Dans ces dernières projections macroéconomiques, la Banque de France avance que «le ratio de dette publique diminuerait progressivement en 2022 et en 2023, aidé en cela par le tirage des 75 milliards d’euros de trésorerie publique accumulés en 2020 et non encore résorbés en 2021. La dette publique se stabiliserait un peu au-dessous de 110 % du PIB en 2023-2024, sur la base des mesures que nous pouvons quantifier à ce stade.»
La légère inflexion constatée s’explique ainsi par la trésorerie accumulée en 2020 mais aussi l’inflation qui vient rogner mécaniquement le coût de la dette. Une inflation de 5 % appliquée à une dette de 115 % du PIB ampute en effet le coût réel de la dette de 5,75 % du PIB. Et tant que les taux d’intérêt remonteront moins vite que l’inflation, la charge de la dette restera soutenable.
Une réforme des retraites sujette à caution
En revanche, la donne deviendra explosive pour Emmanuel Macron (ou son successeur dans cinq ans) si, dans un contexte de croissance atone, les taux demeurent élevés quand l’inflation commencera à se résorber. D’autant que la marge de manœuvre politique de l’exécutif en matière d’économies paraît ténue. Durant la campagne, Emmanuel Macron s’est modestement contenté de reprendre la trajectoire tracée à l’automne dans la dernière loi de programmation pluriannuelle des finances publiques, avec un retour sous un déficit de 3 % en 2027 et un reflux de la dette à partir de 2026, obtenus essentiellement grâce à la croissance et à une réforme des retraites qui semble de plus en plus sujette à caution.
Le pire n’est bien sûr jamais certain. Mais si les faucons de la Banque centrale européenne (BCE) obtiennent une accélération du rythme de remontée des taux, l’équation française pourrait rapidement se compliquer. En prévision d’un tel choc, Bercy a peu à peu augmenté ces dernières années la part des détenteurs nationaux de titres de dette souveraine. Les non-résidents ne détiennent ainsi plus que 48 % de la dette française, aujourd’hui contre 58 % fin 2016. Malgré cette minorité, le gouvernement devra présenter, en cas d’envolée de la dette, un programme d’économies potentiellement drastiques.

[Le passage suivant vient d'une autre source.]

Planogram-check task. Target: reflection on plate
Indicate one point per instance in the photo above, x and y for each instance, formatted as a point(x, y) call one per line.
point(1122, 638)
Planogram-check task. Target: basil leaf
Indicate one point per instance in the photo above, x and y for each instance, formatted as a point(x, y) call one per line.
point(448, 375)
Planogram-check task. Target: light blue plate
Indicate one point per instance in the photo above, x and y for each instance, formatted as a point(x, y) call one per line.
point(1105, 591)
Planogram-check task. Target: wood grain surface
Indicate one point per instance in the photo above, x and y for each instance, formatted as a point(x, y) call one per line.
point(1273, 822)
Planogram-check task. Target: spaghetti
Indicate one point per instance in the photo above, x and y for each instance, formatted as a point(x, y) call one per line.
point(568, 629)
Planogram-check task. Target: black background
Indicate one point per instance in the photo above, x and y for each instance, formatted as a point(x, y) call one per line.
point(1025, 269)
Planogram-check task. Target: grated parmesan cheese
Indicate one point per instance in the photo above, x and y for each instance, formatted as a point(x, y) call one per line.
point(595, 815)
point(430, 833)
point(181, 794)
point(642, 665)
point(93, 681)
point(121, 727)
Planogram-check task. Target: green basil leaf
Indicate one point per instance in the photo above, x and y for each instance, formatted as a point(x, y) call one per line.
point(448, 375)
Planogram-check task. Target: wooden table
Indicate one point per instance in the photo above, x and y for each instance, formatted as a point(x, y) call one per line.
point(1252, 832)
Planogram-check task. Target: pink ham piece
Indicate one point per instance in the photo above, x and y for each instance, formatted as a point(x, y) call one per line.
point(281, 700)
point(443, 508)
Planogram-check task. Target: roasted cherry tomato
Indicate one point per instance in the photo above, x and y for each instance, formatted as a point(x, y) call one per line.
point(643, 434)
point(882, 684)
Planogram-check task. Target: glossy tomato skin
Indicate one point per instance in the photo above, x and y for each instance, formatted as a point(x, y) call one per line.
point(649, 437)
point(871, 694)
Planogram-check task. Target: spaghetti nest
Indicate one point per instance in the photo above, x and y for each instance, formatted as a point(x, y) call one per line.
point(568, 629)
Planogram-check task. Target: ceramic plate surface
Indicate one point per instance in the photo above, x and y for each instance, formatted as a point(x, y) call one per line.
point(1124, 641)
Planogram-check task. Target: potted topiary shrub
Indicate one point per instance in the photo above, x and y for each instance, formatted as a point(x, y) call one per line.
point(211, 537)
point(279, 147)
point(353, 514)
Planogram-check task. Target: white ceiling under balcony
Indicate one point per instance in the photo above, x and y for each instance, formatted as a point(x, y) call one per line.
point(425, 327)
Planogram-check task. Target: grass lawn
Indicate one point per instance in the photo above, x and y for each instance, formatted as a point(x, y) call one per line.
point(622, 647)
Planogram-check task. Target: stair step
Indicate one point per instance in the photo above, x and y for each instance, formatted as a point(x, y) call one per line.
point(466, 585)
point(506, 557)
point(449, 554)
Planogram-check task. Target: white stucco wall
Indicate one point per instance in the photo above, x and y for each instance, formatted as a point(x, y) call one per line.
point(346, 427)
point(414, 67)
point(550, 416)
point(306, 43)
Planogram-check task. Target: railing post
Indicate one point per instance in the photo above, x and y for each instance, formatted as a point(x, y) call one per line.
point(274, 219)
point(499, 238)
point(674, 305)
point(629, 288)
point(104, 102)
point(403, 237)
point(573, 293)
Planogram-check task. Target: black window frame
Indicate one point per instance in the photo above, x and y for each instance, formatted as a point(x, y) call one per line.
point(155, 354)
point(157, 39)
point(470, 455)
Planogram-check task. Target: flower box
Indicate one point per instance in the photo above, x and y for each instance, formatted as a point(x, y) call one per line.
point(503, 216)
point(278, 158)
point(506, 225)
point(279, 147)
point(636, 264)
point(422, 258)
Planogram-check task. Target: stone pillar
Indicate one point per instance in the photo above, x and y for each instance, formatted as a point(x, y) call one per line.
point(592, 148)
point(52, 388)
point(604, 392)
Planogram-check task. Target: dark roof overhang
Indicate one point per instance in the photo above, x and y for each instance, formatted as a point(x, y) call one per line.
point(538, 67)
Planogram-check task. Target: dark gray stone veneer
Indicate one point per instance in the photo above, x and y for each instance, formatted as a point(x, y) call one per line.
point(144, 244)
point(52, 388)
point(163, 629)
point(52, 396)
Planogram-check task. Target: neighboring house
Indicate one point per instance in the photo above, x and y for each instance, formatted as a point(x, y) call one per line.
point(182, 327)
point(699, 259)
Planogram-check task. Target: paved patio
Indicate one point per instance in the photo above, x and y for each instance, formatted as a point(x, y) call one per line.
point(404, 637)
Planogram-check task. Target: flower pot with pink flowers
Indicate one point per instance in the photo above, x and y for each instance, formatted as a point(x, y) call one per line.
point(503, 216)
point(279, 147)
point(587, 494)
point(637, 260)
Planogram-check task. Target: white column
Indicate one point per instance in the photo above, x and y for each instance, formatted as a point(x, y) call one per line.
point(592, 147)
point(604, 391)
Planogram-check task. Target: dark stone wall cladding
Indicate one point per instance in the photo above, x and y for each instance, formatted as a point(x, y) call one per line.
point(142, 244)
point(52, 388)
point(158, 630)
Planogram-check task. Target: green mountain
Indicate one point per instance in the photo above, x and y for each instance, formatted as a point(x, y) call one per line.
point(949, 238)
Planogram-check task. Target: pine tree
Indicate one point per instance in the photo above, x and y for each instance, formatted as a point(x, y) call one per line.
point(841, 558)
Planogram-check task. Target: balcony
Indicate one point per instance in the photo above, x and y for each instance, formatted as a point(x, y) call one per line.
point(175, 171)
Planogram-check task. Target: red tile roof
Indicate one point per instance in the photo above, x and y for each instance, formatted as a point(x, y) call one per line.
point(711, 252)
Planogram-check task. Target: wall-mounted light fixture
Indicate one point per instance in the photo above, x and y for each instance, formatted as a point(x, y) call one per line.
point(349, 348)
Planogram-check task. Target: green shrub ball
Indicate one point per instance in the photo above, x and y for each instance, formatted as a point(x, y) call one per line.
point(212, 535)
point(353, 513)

La France paierait ainsi le poids de trente ans d’incurie. Depuis 1990, la dette publique n’a cessé de progresser, le mouvement s’accélérant par brusques à-coups, au fil des crises. En 2008, avant la crise financière, elle tournait ainsi autour de 70 % du PIB. Et contrairement aux autres États européens, qui parviennent à réduire leur endettement en période de prospérité, Paris se contente au mieux d’en stabiliser la croissance. Ainsi entre 2018 et 2019, période de progression solide du PIB, la dette publique française est restée stable à 98,1 %, alors qu’elle baissait de 1,4 point de PIB en moyenne dans la zone euro, pour atteindre 84,1 % du PIB fin 2019. Et que la dette allemande repassait sous le seuil symbolique des 60 %, comme le veulent les traités européens.